A fim de evitar tal destino, a humanidade resolve recorrer às “soluções antigas”. Nesse ponto o monolito gigante reaparece e eclipsa completamente os céus, engolindo, por assim dizer, todo o quadrante. O plano é posto em prática, com ajuda inesperada de David Bowman em sua forma de sonda espacial etérea.

O que acontece em seguida? Bem, leia!

Veredicto:

Um belíssimo encerramento para uma saga tão complexa. O epílogo foi claramente adicionado a fim de escrever uma continuação, que nunca verá a luz do dia, infelizmente. Confesso que o final é meio anticlimático, mas faz você ficar pensando no que foi dito nas primeiras folhas. Ou seja, é um final fechado, mas ainda deixa aquele ar de “o que vão fazer agora?”.

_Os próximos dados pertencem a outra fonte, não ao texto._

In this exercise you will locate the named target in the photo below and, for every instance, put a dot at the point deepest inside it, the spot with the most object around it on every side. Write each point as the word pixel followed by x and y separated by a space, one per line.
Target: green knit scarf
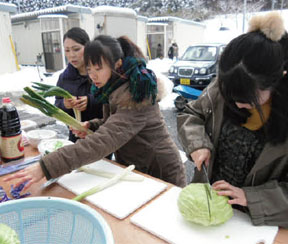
pixel 142 82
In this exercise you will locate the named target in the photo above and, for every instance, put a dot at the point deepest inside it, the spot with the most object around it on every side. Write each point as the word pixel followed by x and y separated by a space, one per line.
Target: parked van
pixel 197 67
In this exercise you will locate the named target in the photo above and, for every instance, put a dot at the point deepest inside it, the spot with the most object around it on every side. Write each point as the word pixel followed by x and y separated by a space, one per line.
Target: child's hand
pixel 201 156
pixel 32 174
pixel 81 134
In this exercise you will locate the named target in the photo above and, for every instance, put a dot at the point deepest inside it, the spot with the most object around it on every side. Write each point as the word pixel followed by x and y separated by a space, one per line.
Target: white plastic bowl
pixel 36 136
pixel 47 146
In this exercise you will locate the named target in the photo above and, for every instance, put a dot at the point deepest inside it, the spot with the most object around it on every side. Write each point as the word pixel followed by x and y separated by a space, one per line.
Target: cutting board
pixel 163 219
pixel 119 200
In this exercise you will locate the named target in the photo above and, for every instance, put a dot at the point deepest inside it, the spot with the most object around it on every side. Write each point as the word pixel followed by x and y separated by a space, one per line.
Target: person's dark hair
pixel 110 49
pixel 78 35
pixel 253 62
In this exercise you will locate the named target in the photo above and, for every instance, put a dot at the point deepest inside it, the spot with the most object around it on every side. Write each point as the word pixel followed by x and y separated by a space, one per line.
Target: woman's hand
pixel 81 103
pixel 81 134
pixel 68 102
pixel 225 189
pixel 201 155
pixel 32 174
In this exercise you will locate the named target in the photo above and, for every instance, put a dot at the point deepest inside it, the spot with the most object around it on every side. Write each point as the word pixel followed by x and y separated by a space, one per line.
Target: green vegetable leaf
pixel 194 206
pixel 8 235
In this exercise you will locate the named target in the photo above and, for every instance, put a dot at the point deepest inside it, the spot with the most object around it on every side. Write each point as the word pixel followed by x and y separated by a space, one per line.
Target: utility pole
pixel 18 6
pixel 244 15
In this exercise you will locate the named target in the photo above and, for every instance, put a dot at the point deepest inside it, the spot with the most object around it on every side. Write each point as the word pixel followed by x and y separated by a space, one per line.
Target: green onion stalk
pixel 106 184
pixel 36 100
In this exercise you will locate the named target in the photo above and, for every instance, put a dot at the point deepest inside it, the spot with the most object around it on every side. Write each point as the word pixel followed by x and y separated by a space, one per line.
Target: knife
pixel 208 185
pixel 208 188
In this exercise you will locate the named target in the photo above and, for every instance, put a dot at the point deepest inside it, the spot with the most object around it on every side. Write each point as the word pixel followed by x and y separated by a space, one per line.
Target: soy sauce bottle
pixel 11 144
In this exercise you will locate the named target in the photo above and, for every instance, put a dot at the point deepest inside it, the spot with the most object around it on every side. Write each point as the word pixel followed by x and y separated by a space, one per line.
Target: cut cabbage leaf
pixel 193 205
pixel 8 235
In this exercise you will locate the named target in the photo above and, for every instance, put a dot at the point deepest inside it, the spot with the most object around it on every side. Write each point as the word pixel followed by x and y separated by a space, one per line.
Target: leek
pixel 35 100
pixel 104 185
pixel 49 91
pixel 106 174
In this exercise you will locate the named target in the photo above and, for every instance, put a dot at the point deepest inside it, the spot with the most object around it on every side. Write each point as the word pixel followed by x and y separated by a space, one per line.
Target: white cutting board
pixel 120 199
pixel 163 219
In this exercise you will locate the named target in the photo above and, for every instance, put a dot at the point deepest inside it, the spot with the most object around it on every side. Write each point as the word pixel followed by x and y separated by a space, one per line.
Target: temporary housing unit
pixel 8 61
pixel 116 21
pixel 167 30
pixel 38 35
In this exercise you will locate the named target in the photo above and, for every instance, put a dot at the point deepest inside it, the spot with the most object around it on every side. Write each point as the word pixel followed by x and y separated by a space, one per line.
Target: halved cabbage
pixel 8 235
pixel 193 205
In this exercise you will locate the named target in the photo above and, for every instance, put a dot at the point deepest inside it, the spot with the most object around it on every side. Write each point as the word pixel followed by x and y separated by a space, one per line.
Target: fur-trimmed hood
pixel 123 97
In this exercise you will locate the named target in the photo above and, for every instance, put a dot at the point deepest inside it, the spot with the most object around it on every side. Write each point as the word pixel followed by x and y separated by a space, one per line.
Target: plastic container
pixel 52 220
pixel 11 145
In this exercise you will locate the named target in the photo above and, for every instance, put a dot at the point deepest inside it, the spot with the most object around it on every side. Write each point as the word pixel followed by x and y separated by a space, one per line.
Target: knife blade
pixel 208 185
pixel 208 189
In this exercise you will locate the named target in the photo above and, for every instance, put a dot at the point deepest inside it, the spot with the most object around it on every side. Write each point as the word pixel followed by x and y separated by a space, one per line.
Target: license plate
pixel 185 81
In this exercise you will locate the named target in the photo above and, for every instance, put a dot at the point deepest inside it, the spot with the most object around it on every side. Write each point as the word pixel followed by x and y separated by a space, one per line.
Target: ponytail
pixel 129 48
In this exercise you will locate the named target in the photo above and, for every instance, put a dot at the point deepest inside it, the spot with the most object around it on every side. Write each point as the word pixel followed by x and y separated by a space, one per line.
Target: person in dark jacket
pixel 238 126
pixel 75 80
pixel 132 127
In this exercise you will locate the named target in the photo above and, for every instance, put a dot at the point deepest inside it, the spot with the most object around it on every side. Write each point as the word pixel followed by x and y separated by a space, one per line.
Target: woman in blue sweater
pixel 75 80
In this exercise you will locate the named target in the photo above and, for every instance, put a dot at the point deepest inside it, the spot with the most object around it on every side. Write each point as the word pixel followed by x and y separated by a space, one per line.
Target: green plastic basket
pixel 52 220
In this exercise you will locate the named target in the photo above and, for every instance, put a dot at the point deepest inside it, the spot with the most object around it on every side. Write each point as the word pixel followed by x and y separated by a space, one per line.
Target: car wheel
pixel 180 102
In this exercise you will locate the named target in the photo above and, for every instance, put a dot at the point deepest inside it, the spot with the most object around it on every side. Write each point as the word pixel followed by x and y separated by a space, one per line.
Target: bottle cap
pixel 6 100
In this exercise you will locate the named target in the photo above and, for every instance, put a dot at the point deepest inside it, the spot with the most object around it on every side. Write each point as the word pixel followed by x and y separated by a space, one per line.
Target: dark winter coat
pixel 266 185
pixel 135 132
pixel 78 85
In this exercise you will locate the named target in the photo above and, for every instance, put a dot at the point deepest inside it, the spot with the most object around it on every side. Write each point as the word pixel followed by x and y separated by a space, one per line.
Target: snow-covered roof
pixel 165 19
pixel 142 18
pixel 53 16
pixel 8 7
pixel 66 9
pixel 116 11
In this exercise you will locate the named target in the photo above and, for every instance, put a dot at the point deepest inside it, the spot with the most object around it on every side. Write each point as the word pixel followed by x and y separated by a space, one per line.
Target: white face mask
pixel 263 97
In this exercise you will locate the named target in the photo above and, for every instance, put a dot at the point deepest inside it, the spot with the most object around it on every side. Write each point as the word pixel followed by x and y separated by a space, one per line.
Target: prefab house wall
pixel 8 62
pixel 167 30
pixel 142 33
pixel 187 34
pixel 115 21
pixel 27 38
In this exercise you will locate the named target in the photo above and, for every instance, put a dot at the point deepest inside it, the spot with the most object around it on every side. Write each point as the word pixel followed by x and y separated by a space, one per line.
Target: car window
pixel 200 53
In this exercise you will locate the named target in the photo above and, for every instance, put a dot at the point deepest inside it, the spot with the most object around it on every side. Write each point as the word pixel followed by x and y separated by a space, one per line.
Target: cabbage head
pixel 8 235
pixel 193 205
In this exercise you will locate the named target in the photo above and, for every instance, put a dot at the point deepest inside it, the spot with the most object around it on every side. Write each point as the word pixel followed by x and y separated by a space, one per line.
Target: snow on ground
pixel 15 82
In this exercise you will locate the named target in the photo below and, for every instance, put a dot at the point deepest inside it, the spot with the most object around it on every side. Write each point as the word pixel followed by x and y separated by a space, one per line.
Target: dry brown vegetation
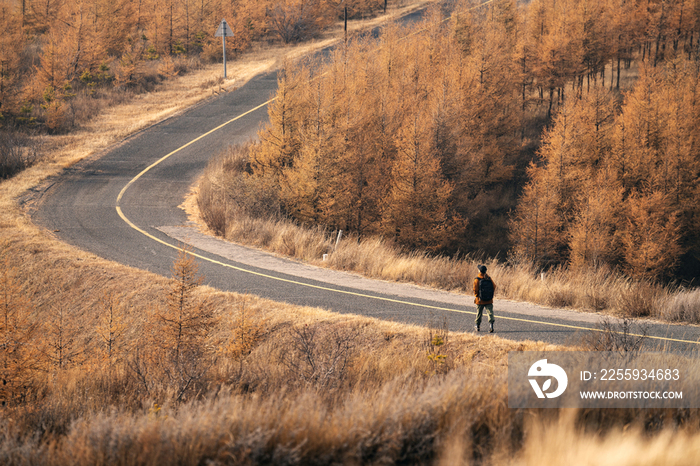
pixel 242 209
pixel 272 383
pixel 414 142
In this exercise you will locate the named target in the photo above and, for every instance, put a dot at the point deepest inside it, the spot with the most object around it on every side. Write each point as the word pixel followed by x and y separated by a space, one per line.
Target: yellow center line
pixel 294 282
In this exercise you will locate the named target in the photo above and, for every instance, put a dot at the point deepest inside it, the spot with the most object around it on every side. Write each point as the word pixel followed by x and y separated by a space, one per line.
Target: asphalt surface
pixel 81 207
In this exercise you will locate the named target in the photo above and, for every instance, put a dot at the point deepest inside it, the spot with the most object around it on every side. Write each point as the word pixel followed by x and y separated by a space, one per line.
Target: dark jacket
pixel 476 289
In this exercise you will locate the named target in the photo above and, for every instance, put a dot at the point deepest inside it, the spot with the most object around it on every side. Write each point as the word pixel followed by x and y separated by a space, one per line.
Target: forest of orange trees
pixel 54 50
pixel 561 132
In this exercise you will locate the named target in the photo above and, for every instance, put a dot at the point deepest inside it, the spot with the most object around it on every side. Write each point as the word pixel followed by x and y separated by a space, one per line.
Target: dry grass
pixel 388 407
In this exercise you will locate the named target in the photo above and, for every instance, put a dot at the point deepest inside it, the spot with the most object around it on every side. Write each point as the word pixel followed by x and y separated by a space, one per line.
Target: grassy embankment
pixel 597 290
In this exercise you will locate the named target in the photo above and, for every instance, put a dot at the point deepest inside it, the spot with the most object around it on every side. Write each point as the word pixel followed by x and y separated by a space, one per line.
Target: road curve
pixel 124 207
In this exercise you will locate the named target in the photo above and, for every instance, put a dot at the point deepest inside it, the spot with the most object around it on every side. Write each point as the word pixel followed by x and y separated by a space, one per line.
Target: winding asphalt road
pixel 120 205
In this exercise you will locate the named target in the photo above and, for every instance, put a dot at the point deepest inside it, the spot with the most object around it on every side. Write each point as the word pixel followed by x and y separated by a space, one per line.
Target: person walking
pixel 484 289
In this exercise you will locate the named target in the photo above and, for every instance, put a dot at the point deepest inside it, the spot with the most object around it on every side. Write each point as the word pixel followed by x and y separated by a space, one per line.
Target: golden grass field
pixel 392 400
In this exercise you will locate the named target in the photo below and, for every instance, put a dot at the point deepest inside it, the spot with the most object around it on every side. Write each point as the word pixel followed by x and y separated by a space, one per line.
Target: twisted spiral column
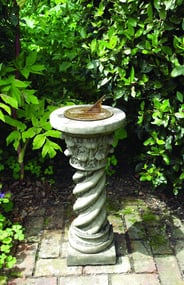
pixel 90 232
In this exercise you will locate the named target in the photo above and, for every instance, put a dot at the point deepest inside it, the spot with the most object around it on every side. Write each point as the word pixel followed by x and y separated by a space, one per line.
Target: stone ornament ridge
pixel 91 239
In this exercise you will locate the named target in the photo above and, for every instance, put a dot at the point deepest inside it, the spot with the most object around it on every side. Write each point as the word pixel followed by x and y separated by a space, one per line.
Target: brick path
pixel 150 249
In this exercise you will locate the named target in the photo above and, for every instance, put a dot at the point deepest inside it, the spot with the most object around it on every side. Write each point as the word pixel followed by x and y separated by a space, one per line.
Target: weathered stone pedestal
pixel 88 145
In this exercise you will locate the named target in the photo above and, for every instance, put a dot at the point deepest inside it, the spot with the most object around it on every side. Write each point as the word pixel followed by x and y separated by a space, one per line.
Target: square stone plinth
pixel 105 257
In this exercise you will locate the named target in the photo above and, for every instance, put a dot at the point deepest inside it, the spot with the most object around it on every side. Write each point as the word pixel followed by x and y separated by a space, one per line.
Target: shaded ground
pixel 149 233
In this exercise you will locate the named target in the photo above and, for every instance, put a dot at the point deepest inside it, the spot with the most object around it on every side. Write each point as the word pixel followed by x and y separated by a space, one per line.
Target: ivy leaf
pixel 31 99
pixel 13 136
pixel 178 71
pixel 2 118
pixel 6 108
pixel 9 100
pixel 31 58
pixel 50 148
pixel 38 141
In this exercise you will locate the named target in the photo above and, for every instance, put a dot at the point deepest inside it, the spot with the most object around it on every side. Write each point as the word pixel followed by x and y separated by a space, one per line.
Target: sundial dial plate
pixel 84 114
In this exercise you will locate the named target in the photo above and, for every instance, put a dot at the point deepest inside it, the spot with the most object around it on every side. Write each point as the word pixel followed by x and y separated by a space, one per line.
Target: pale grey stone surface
pixel 60 122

Existiam planos de transformar o último livro em filme. Com a tecnologia atual, seria bem interessante.

Há ainda o livro 2061 que se passa entre estes dois, mas é um objeto tão raro de se encontrar (português) que um único exemplar a venda está com preço altíssimo. Conta o relato sobre uma nave que faz um pouso de emergência em Europa e passa a ser encarada como intrusa pelo monolito local. Dizem por aí que é um livro desnecessário, mas como os dois acima abordam superficialmente a questão do novo “planeta” e de seu futuro Sol, vale a pena procurar se você for fã, assim como eu.